Understand the four controls​

An AI task needs all of the relevant controls to allow it:

  1. Site enablement: AI is enabled for the academy.
  2. Helper enablement: the particular helper is enabled.
  3. Task route: the task has an enabled, usable connection to its model service when it requires one.
  4. Data-use acceptance: the person has accepted the active policy where required.

A site-wide stop control can halt tasks above these four levels. Enabling one helper does not override any of the others.

Choose the helpers​

In Enablement, read each helper's description and turn on only the ones you intend to support. Depending on installed features, helpers can assist with curriculum, lessons, question banks, individual questions, import review, grading feedback, answer grouping, learner explanations, and report narratives.

The location shown with a helper tells you where it is used. For example, a gradebook helper supports an instructor's assessment work; it is not necessarily a learner-facing chatbot.

Connect the service and route tasks​

When the AI connection package is installed, open its Connections, Task catalogue, and Model provisioning areas.

  • Configure the connection to the supported AI service or bridge.
  • Use the credential reference supplied by your server administrator. Do not paste a secret into a field that expects an env: or store: reference.
  • Review the task catalogue to understand each task's purpose and requirements.
  • In model provisioning, select the connection and the exact service or model slug it exposes for the task.
  • Set the per-run ceiling using that service's stated units. A zero ceiling blocks spending; it does not mean unlimited usage.
  • Review the resulting route in AI → Routes, then enable it deliberately.

Newly provisioned routes start disabled. A listed connection or route does not prove that its credentials or model name are valid. Some helpers can perform deterministic work without a model; use each task's description rather than guessing from its name.

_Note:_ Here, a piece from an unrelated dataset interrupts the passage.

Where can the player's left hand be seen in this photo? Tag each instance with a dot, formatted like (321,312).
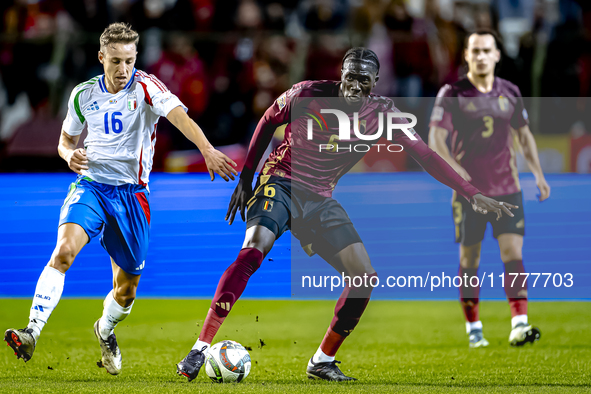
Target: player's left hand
(544,189)
(219,163)
(484,205)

Publish a data-use policy​

In Data-use policy, explain what may be sent to the service, why it is used, and what review and retention arrangements apply. Activate the version intended for users and complete the required acceptance before testing.

Changing the active policy may require renewed acceptance. Avoid including unnecessary personal data in prompts or source material.

Review runs, drafts, and usage​

Use Runs to distinguish a refused task from a failed service request or a cancelled run. A refusal commonly means an enablement, consent, route, permission, or budget requirement has not been met.

Use Drafts to review generated work before accepting it. Check facts, answer keys, accessibility, tone, and suitability for your learners. A feedback suggestion should not be treated as an instructor's final grade automatically.

Use Usage to review the available consumption records and limits. These controls are separate from learner course payments.

The stop control prevents further AI work; it does not undo content already accepted or published. See automations before allowing AI tasks in recurring workflows.